Orchestra Drawing School
For the past four years instrumental lessons have been running in the school under the guidance of Mr. Byrne. Over this period an average of about forty people have been taking lessons, although this number has varied over the four years.

Vacancies exist for tuition on the following instruments:- flute, oboe, bassoon, horn, violin, viola, cello, bass, and pianists, of Grade Ill or upwards, would be welcome in the percussion section. Lessons may be arranged through the Director Of Music for a weekly subscription of 25p to the Lesson Fund. The eight teachers mentioned above put in a normal minimum of eighteen hours a week teaching a current total of about forty pupils.

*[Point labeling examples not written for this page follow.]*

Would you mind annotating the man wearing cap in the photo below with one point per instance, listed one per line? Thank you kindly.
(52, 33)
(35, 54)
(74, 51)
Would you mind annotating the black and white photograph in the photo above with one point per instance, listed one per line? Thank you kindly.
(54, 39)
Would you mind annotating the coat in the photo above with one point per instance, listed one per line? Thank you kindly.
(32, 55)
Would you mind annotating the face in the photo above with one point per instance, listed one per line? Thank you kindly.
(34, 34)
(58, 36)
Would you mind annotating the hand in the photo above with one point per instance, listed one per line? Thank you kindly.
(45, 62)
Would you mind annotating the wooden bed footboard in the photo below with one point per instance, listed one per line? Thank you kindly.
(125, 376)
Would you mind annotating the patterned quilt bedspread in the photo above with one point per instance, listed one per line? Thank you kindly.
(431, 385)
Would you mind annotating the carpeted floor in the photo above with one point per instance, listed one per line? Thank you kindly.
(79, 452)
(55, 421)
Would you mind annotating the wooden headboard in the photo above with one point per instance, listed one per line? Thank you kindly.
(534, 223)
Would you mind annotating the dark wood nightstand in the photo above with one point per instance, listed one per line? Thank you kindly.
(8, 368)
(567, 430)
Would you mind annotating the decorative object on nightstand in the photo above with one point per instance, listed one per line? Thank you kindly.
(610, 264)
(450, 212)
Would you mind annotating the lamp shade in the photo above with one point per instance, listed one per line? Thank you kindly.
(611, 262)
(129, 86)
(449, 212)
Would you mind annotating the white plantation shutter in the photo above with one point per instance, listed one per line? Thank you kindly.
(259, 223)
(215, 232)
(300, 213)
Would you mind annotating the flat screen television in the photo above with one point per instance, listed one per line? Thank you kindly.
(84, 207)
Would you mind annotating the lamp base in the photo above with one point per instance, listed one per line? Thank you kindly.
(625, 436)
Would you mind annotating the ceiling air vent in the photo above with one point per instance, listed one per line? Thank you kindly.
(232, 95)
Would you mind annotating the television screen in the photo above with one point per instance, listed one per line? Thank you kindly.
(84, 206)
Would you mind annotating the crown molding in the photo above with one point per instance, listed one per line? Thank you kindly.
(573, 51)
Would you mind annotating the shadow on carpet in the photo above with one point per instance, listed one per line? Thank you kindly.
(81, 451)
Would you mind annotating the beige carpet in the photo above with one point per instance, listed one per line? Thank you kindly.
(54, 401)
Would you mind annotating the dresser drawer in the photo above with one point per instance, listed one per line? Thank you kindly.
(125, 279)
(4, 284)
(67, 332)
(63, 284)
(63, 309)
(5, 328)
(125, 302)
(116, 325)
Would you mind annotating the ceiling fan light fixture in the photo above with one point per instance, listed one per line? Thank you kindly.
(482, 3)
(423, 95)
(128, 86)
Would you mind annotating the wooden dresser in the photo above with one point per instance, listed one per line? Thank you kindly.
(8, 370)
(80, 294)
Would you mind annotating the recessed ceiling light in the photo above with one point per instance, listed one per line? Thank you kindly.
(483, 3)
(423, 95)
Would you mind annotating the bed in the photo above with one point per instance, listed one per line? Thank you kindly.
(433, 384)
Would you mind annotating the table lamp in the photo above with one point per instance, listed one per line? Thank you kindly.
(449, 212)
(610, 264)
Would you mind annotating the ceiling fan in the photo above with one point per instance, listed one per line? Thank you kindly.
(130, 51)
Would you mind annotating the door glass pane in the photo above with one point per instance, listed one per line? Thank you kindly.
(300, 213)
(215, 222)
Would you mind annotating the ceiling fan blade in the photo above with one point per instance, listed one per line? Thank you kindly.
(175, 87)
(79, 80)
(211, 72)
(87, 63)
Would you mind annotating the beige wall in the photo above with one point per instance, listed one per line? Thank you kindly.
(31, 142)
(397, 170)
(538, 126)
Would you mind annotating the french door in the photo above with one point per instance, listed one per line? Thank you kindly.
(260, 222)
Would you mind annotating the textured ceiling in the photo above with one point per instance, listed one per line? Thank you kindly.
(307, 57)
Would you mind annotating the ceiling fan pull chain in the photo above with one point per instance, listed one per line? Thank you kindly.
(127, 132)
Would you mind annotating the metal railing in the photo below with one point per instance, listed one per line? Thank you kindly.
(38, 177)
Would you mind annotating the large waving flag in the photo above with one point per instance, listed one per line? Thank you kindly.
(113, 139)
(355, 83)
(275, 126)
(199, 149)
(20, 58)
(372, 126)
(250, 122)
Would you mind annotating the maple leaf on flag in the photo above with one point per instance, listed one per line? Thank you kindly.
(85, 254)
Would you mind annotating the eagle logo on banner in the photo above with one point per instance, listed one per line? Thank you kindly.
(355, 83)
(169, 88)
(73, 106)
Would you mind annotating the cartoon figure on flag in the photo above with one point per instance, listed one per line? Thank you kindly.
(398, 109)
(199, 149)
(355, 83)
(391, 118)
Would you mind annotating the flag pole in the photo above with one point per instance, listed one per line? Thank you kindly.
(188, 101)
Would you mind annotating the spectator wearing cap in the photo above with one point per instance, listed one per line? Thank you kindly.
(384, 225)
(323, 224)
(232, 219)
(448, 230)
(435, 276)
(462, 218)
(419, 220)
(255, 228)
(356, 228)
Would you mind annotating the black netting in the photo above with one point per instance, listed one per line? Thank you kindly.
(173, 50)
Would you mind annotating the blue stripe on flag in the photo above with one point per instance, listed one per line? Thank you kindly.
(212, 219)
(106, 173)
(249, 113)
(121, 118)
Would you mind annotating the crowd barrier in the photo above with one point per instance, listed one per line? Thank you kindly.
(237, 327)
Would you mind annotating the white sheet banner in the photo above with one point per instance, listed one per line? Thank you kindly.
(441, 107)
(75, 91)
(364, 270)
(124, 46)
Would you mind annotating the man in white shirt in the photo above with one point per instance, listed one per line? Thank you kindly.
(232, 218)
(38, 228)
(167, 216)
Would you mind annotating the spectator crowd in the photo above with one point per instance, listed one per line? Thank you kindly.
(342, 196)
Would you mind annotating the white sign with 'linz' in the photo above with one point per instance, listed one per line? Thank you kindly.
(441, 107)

In March sixteen boys took Graded instrumental examinations of the Associated Board of the Royal Schools of Music. Of these, two passed with Distinction and six with Credit, being slightly higher in standard, and slightly less nervous on the day, than the other eight who all achieved results not to be scoffed at. Most of the forty pupils have at some time or another passed graded examinations ranging between Grades I and VI, out of the possible range of Grade I to VIll.

To emphasise the high standard attained by members of the orchestra, apart from the Christmas Carol services of the past, with two choirs, one of fifty and one of thirty-five boys, the orchestra, organ, congregation and soloists, members of the orchestra have played elsewhere - eight brass players formed the stage band for the Cecilian Players' production of Gilbert and Sullivan's "Iolanthe" at the Questors Theatre, Ealing; four woodwind and four brass instrumentalists joined the Cecilian Players choir and our own school choir at the Questors Theatre just before Christmas 1970 for a carol concert; the music from the original National Theatre production of "Royal Hunt of the Sun" was played for the school product ion; music was provided for the school's production of "Oh! What a Lovely War" at Easter 1971, as well as for the rehearsals; and Michael Glover played second horn, amongst an orchestra of professional musicians, in the school production of "H. M.S. Pinafore".

Over the past four years, at a glance, I found a total of 1,560 which had been spent on instruments by parents, normally only too keen to encourage a constructive hobby. The real total, including tuition costs, is believed to be between 2,500 and 3,000. This is a very impressive figure when compared with the Council grant towards musical instruments which was raised in 1970 to a total of 600 a year to be divided between 97 primary and 20 secondary schools, under 6 per year per school.

The school orchestra has, for the past two years, been meeting every Monday evening from 4.00-5.30. Small, ad hoc ensembles meet from time to time for mutual enjoyment and it is hoped that as they progress more such activities will be heard.

All of this is due to the efforts of Mr. Byrne who is always willing to guide, advise and coach us. He would also be only too pleased, I imagine to add to the numbers of those seeking his time and assistance.

P. Rodger

Note from the Director of Music:
The writer of the above was too modest to mention the fact that Michael Bennett and himself rehearsed and performed the music for the production.